Position Paper: Experiences on Clustering High-Dimensional Data Using pbdR
Workshop: The 2017 International Workshop on Software Engineering for High Performance Computing in Computational and Data-Enabled Science and Engineering (SE-CoDeSE 2017)
Abstract: Motivation: Software engineering for HPC environments, in general, and for big data, in particular, faces a set of unique challenges including the high complexity of middleware and of computing environments. Tools that make it easier for scientists to use HPC are, therefore, of paramount importance. We provide an experience report of using one of such highly effective middleware pbdR that allow the scientist to use R programming language without, at least nominally, having to master many layers of HPC infrastructure, such as OpenMPI and ScaLAPACK.

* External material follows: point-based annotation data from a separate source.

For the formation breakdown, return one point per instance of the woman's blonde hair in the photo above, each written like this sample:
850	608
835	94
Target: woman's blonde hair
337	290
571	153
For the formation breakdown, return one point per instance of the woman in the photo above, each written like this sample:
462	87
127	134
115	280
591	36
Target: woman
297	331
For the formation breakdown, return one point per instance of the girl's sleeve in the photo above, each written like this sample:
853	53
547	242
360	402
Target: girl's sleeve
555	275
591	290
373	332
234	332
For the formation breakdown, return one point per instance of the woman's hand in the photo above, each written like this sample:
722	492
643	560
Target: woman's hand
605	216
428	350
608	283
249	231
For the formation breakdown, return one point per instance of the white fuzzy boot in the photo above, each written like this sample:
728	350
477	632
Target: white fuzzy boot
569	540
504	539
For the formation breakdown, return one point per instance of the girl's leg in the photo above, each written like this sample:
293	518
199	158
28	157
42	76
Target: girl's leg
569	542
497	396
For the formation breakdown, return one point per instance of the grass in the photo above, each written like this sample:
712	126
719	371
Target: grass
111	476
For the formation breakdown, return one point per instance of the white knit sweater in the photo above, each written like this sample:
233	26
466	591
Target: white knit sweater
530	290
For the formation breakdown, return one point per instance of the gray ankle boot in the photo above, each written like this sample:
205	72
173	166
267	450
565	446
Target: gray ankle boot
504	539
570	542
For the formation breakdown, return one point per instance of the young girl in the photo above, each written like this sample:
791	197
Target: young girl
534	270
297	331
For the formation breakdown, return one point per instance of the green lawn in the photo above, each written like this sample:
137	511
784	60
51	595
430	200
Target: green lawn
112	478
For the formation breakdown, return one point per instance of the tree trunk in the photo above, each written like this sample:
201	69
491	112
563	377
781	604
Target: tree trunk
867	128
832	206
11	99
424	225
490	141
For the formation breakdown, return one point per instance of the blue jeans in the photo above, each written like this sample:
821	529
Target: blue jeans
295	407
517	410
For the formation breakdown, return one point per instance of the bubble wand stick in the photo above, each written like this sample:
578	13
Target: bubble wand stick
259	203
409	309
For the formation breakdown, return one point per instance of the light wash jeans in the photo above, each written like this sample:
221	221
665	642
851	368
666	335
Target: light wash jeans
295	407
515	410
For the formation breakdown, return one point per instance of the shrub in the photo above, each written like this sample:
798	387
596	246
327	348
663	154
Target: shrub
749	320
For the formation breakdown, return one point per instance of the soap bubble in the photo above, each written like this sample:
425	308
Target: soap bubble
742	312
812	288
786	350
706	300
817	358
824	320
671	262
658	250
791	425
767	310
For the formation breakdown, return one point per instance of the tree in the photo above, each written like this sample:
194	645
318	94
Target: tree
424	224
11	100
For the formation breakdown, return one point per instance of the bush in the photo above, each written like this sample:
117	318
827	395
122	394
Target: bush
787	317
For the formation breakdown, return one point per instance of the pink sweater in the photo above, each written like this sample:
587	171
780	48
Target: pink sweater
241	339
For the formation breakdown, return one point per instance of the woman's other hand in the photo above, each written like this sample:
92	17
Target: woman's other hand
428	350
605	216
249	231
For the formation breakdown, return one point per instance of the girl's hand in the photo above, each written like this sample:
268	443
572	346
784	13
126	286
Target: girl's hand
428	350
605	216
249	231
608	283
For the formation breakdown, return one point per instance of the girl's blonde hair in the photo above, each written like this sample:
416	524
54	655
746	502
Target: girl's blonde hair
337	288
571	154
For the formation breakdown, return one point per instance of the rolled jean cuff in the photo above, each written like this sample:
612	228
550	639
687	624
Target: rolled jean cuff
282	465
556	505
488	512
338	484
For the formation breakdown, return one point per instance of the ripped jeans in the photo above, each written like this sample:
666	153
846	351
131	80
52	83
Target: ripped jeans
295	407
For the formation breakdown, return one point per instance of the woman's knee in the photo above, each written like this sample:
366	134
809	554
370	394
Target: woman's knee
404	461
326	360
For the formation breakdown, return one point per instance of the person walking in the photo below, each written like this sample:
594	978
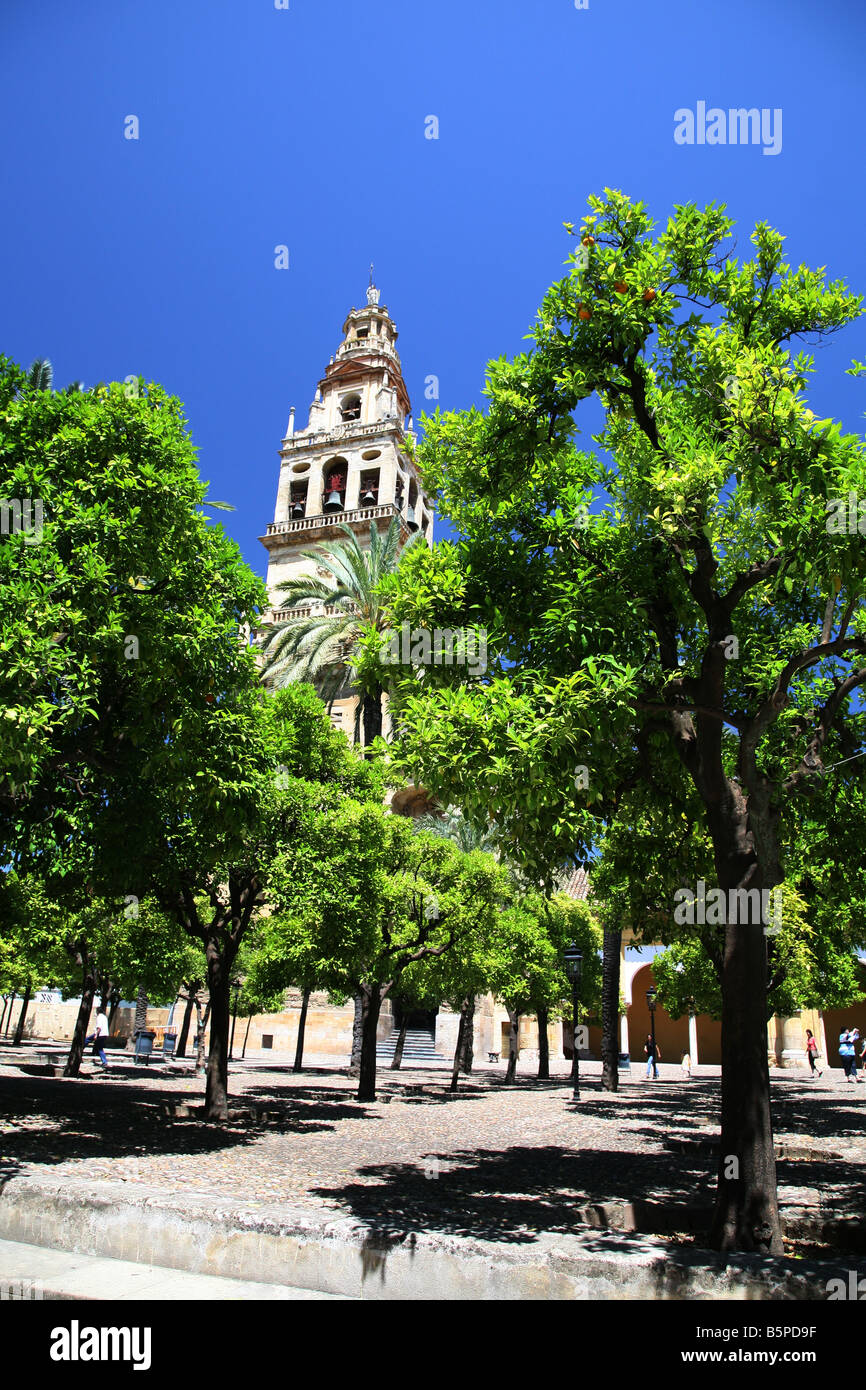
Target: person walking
848	1039
97	1036
654	1054
812	1052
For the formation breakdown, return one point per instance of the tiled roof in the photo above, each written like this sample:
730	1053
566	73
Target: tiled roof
577	884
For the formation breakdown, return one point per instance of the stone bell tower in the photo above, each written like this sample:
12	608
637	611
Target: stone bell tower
349	466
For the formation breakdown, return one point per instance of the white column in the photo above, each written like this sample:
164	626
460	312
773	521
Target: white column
353	478
314	498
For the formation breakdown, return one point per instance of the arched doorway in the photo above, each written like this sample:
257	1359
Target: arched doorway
672	1034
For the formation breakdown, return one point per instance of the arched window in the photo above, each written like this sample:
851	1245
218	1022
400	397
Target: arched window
369	492
335	485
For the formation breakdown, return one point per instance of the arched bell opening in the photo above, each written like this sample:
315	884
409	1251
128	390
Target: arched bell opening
335	485
369	494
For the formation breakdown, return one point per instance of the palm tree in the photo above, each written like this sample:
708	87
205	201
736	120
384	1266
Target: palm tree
41	375
451	824
337	608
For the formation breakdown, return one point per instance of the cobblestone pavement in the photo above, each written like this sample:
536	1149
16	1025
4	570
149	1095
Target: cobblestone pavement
494	1161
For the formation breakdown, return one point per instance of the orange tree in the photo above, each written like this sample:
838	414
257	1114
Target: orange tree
681	597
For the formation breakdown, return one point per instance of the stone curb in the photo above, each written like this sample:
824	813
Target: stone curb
273	1243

Objective: To evaluate the extent to which middleware helps improve scientist productivity, we use pbdR to solve a real problem that we, as scientists, are investigating. Our big data comes from the commits on GitHub and other project hosting sites, and we are trying to cluster developers based on the text of these commit messages.
Context: We need to be able to identify the developer for every commit and to identify commits for a single developer. Developer identifiers in the commits, such as login, email, and name are often spelled in multiple ways since that information may come from different version control systems and may depend on which computer is used.
Method: We train a Doc2Vec model where existing credentials are used as a document identifier and then use the resulting 200-dimensional vectors for the 2.3M identifiers to cluster these identifiers so that each cluster represents a specific individual.